Wybuch wojny nie zwalnia nas z konieczności regularnego spłacania kredytu, ale nie zawsze tak musi być

Finanse Państwo Dołącz do dyskusji
Wybuch wojny nie zwalnia nas z konieczności regularnego spłacania kredytu, ale nie zawsze tak musi być

Wojna za naszą wschodnią granicą zmusza nas często do rozważań o rzeczach, o których normalnie byśmy nie myśleli. Do nich należy m.in. konieczność spłaty kredytu  podczas trwania działań wojennych. Przykład Ukrainy pokazuje nam, że czasami w życie mogą wejść przepisy, dzięki którym obywatele nie muszą spłacać rat kredytu w trakcie trwania wojny. Ale niestety nie zawsze tego typu rozwiązania prawne mogą być uchwalone.

Trwanie działań wojennych nie powoduje unieważnienia umowy kredytowej

W czasie trwania wojny Rosji z Ukrainą Narodowy Bank Ukrainy zalecił czasowe zawieszenie spłat rat kredytów. Zawieszenie obowiązuje w czasie wojny, a także 30 dni po jej zakończeniu. Jednak decyzja Ukrainy nie oznacza, że takie działania mogą być podjęte podczas każdego konfliktu zbrojnego. Co do zasady, wojna nie powoduje uruchomienia żadnego procesu anulowania umowy kredytowej. Banki mogą jednak próbować wychodzić naprzeciw oczekiwaniom klientów i oferować im np. odroczenie spłaty kredytu hipotecznego.

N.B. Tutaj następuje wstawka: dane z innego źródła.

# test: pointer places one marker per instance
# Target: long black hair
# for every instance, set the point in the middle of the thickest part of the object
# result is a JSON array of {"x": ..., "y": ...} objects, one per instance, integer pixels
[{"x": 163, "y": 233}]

Oprócz odroczenia spłaty, banki mogą także zaoferować swoim klientom restrukturyzację kredytu. Kredytobiorcy mogą liczyć w takim wypadku np. na zmianę marży lub okresu kredytowania. Niestety, z reguły nie będziemy mogli liczyć także na wypłatę odszkodowania za zburzony dom w przypadku finansowania jego budowy kredytem hipotecznym. Większość towarzystw ubezpieczeniowych wyklucza możliwość wypłaty odszkodowania podczas działań wojennych lub terrorystycznych.

Decyzja o postępowaniu banków wobec kredytobiorców w czasie wojny zależy przede wszystkim od konkretnego przypadku

Nie możemy twierdzić, że w Polsce sytuacja byłaby taka sama, jak w przypadku wojny rosyjsko-ukraińskiej. Jednak eksperci twierdzą, że państwo byłoby przygotowane na taki scenariusz. Wypowiadał się o tym dla portalu Forbes mec. Dariusz Wółkiewicz, adwokat zajmujący się sprawami z zakresu prawa bankowego oraz instrumentów finansowych:

W Konstytucji RP mamy choćby stany nadzwyczajne, które w mediach raz po raz przywoływano w czasie pandemii. Mamy też tzw. stan wojenny. Kiedy na wniosek Rady Ministrów prezydent wprowadza stan wojenny, wydaje rozporządzenie, w którym wprowadza pewne zmiany w zakresie praw i obowiązków obywateli oraz podmiotów funkcjonujących w Polsce. Takie rozporządzenie może częściowo wpływać na ceny, czy obciążenia konsumentów, więc wydaje mi, że to tutaj należałoby też szukać rozwiązań problemu kredytobiorców.

Oczywiście nie należy także liczyć na to, że dokumentacja związana z kredytem zostanie w pełni zniszczona i zapomniana. Często specjalnie zaprojektowane data center, odporne na bombardowanie, pozwala bankom przechowywać pilnie strzeżone dane nawet w najgorszych warunkach.